The mass protests in Selma and Montgomery led to President Lyndon B. Johnson introducing a legislation that would later become the Voting Rights Act of 1965. This banned the use of literacy tests. There was a high rate of illiteracy in the black community because of poverty and persecution, so blacks were forced to take a literacy test and pass in order to vote.
By that point the nonviolent movement started to lose popularity and wasn’t as effective. Black activists’ militancy increased, inspired by Malcolm X, who had been recently assassinated. Malcolm X urged African Americans to “defend themselves by any means necessary”, and was often critical of MLK’s nonviolent strategies.

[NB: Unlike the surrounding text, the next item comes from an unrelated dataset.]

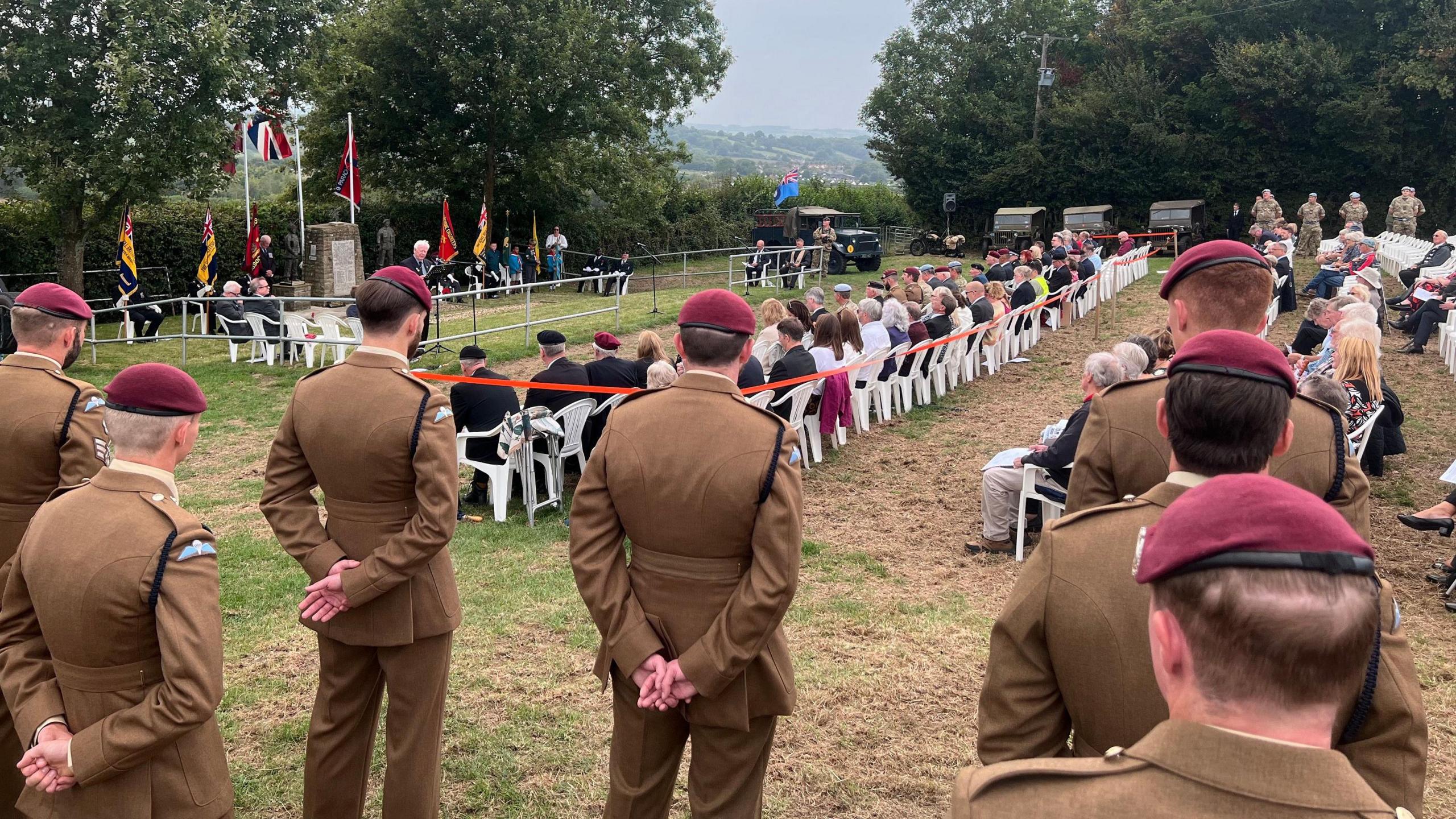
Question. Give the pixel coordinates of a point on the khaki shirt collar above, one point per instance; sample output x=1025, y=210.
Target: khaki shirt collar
x=168, y=478
x=34, y=361
x=1256, y=767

The new militant group “The Black Panther Party” was a challenge to non violent organizations. Leaders believed that the issues that were being addressed weren’t enough because poor and powerless blacks’ issues weren’t being addressed. They urged blacks to carry a gun on them at all time, not to just shoot up a white community, but for self defense. The US was headed “toward two societies one black, one white - separate and unequal.”
Many problems still occur in today’s society between the white and black community. One example is police brutality. Black people are three times more likely to be killed by the police, but only 79% of the black victims are armed whereas 86% of white victims were armed. Armed is defined by holding a weapon or object when killed. 99% of the cases resulted in officers not being convicted of the crime.

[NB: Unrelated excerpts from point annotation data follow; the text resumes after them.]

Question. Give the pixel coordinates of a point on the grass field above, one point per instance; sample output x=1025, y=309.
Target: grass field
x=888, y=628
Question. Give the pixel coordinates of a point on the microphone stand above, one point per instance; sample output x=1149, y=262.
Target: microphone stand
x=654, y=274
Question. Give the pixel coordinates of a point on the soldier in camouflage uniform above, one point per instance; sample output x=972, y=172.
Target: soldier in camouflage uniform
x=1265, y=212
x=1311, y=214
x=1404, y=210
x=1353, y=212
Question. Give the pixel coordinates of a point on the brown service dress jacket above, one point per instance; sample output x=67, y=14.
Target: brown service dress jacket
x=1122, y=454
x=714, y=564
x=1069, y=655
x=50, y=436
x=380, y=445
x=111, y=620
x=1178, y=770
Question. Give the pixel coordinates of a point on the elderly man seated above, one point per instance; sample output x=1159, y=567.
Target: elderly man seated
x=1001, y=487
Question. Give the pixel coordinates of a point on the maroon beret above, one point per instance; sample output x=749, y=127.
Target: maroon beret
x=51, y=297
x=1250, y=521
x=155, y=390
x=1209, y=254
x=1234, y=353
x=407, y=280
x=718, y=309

Wage gap is another issue very prominent in our society, not only the fact that there is a wage gap between blacks and whites, but that it continues to increase over time. In 1979 blacks received $16.07 an hour and whites received $19.62 an hour, making the wage gap 18.1%. In 2015, not even 40 years later, blacks receive $18.49 an hour and whites receive $25.22 making the wage gap 26.7%, meaning it increased by over 8%.
In addition to this, the unemployment rate for blacks than whites. In the fourth quarter of 2018, the black unemployment rate was 6.5% and the white unemployment rate was 3.1%. The highest black unemployment rate is 11.8% in the District of Columbia whereas the highest white unemployment rate is 4.6% in West Virginia.

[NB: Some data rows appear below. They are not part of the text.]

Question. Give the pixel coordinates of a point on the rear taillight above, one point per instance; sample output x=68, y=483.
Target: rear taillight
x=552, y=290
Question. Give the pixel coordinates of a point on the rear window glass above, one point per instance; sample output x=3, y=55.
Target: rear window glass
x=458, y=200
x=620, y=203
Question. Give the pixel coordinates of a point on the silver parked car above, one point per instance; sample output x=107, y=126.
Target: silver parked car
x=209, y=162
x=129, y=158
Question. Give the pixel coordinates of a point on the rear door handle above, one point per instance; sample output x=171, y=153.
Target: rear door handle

Sentences blacks receive are 10% longer than the ones whites receive for the same crime, and they are incarcerated at six times the rate of white males. In federal prison the average sentence was 55 months for whites composer to 90 months for blacks in 2008 and 2009.
In grade school only 57% of black student had the possibility to take math and science courses needed for college but 71% of white students had access to this. Black student often go to schools with teachers that are less qualified and slash or have low wages. Black students often end up missing more school due to behavioral issues, which weakens their education. They are 3.8% more likely to receive a suspension than white students.
One third of black students with a GPA 3.5 or higher end up in community college, compared to only a fifth of white students ending up the same way with the same GPA. 56% of white students go into debt from education versus 72% of black students having debt. There are almost double the amount of white people above 25 with a bachelor degree than black. 65.2% of private scholarship funding was given to whites and blacks only received 11.9%.